PPI network construction and functional enrichment analyses. (A) PPI network. Nodes represent proteins; lines represent the interactions between proteins. (B) KEGG pathway enrichment analysis results. (C) Gene Ontology enrichment analysis results. A node represents a term; lines represent the interactions between terms; node colors represent the enrichment degree of the terms. The darker the color, the higher the degree of enrichment. PPI, protein-protein interaction; KEGG, Kyoto Encyclopedia of Genes and Genomes.
Hub genes and survival analysis
The top 30 genes were screened by combining the four local-based methods (DMNC, MNC, MCC and degree) in the Cytoscape plug-in cytoHubba based on differentially expressed and methylated genes. The 24 overlapping genes were considered hub genes (Fig. 3). Subsequently, the expression values of the 24 hub genes were visualized as box plots, as presented in Figs. 4 and S3. These hub genes had significantly differential expression in patients who had a survival time ≥1 year (long group) compared with patients who had a survival time <1 year (short group) (P<0.05). Survival analysis was performed in order to further assess the prognostic values of the hub genes. Among the 24 hub genes, 15 possessed potential prognostic value by comparing patients who experienced longer survival times with patients who experienced shorter survival times.
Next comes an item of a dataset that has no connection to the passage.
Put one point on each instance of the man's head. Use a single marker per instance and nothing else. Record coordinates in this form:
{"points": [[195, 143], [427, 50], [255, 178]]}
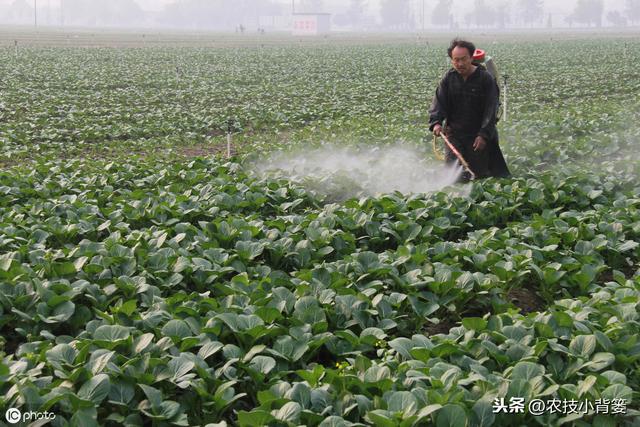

Patients with hypomethylated genes expressed at high levels had shorter survival times compared with patients expressing hypermethylated genes at low levels, including COL1A1 (P=0.0280), CYP1B1 (P=0.0370), CYR61 (P=0.0087), ELANE (P=0.0051), FAM20C (P=0.0019), HAL (P=0.0160), HIC1 (P=0.0210), KRT19 (P=0.0150), LIF (P=0.0097), LOX (P=0.0180), PAX3 (P=0.0110), SFRP2 (P=0.0110) and SOCS3 (P=0.0200) (Fig. 5). Furthermore, patients with high expression levels of the hypomethylated COMP gene had longer survival times compared with patients with low levels of the hypermethylated COMP gene (P=0.0400). In addition, patients with low levels of the hypermethylated DLL1 gene had shorter survival times compared with patients with high expression levels of the hypomethylated DLL1 gene (P=0.0047). The details of the 15 hub genes are presented in Table II. Cox proportional hazards regression analysis was performed to evaluate Kaplan-Meier survival analysis results, which are presented in Table III.
Figure 3.
Identification of hub genes. Top 30 genes identified by (A) degree, (B) MCC, (C) MNC and (D) DMNC, respectively. (E) Venn diagram of the hub genes identified in the four methods. The same color represents the same subpart. MCC, maximal clique centrality; MNC, maximum neighborhood component; DMNC, density of MNC.
Figure 4.
Box plots demonstrating the expression values of the hub genes in GBM.
Figure 5.
Survival analysis of patients with glioblastoma by Kaplan-Meier method.
Cox proportional-hazards regression model analysis of the 15 hub genes.
Hub gene
HR
CI
P-value
COMP
0.972
0.848–1.115
0.688
DLL1
0.860
0.703–1.053
0.144
CYR61
0.978
0.776–1.234
0.853
HAL
1.032
0.873–1.219
0.715
SFRP2
0.995
0.866–1.143
0.947
FAM20C
0.930
0.676–1.279
0.656
SOCS3
1.308
0.975–1.754
0.073
KRT19
1.003
0.868–1.159
0.967
HIC1
1.085
0.784–1.503
0.622
ELANE
1.028
0.884–1.196
0.722
CYP1B1
0.971
0.752–1.253
0.819
LIF
0.878
0.717–1.074
0.206
COL1A1
0.928
0.712–1.210
0.580
LOX
1.000
0.789–1.268
0.999
PAX3
0.901
0.821–0.989
0.029
HR, hazard ratio; CI, confidence interval.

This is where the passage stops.